-
Notifications
You must be signed in to change notification settings - Fork 416
Description
Hello,
When using fsspec.implementations.sftp.SFTPFileSystem and fs.size() gets called with the fully qualified path (including sftp://servername), the path is not properly stripped and the literal "sftp://servername/folder/file.csv" gets queried, which results in file not found.

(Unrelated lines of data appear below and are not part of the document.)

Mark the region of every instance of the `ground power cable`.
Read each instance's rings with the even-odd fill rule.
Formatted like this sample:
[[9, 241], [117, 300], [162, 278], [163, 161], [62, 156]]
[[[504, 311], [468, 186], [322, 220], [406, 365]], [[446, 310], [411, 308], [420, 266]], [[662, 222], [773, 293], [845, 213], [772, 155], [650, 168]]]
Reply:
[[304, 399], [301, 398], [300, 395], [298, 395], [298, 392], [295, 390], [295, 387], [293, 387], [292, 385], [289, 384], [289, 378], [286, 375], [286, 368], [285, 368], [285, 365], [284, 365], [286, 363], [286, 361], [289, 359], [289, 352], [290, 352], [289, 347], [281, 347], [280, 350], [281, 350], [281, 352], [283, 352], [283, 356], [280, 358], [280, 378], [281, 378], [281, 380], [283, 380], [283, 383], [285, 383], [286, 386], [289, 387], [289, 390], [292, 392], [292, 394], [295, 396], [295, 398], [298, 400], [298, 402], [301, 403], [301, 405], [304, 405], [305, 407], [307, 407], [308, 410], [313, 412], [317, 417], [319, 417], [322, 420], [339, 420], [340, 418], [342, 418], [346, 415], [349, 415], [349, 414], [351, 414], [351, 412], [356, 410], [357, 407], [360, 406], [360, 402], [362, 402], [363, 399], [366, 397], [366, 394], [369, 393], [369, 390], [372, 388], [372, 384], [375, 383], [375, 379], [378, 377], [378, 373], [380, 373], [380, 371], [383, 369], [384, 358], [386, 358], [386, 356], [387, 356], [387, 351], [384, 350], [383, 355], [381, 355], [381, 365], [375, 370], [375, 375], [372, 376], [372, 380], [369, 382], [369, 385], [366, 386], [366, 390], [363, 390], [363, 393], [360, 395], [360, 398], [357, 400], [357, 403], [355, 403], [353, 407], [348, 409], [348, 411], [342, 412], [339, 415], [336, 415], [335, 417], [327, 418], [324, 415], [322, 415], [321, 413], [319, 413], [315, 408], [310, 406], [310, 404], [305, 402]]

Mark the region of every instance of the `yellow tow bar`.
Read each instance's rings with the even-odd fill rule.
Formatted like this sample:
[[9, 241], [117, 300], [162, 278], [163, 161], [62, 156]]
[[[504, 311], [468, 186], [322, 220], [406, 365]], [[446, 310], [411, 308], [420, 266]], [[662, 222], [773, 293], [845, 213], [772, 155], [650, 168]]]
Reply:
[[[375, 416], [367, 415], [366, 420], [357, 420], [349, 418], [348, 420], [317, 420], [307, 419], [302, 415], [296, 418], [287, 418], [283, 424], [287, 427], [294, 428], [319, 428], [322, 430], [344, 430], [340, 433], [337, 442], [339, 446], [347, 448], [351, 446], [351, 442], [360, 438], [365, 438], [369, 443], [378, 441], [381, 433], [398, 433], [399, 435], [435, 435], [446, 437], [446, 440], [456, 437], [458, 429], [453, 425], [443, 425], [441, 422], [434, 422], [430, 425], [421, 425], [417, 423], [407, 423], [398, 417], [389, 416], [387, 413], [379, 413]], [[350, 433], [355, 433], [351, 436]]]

The issue stems from SFTPFileSystem overriding info() here: https://github.com/fsspec/filesystem_spec/blob/master/fsspec/implementations/sftp.py#L95 and hiding fsspec.implementations.AbstractFileSystem's info() from here: https://github.com/fsspec/filesystem_spec/blob/master/fsspec/spec.py#L671
so that the protocol stripping logic here https://github.com/fsspec/filesystem_spec/blob/master/fsspec/spec.py#L688 isn't called anymore.
We experienced this behaviour when using fsspec from within duckDB, which always uses the fully qualified path in all calls. We also believe that this will happen when exists(), checksum(), sizes(), isdir(), isfile(), ukey(), stat() gets called.
Is this behaviour expected? Should these filesystem calls not strip the protocol and should users take care to not include the protocol in the path? Then I would raise the issue with duckdb instead.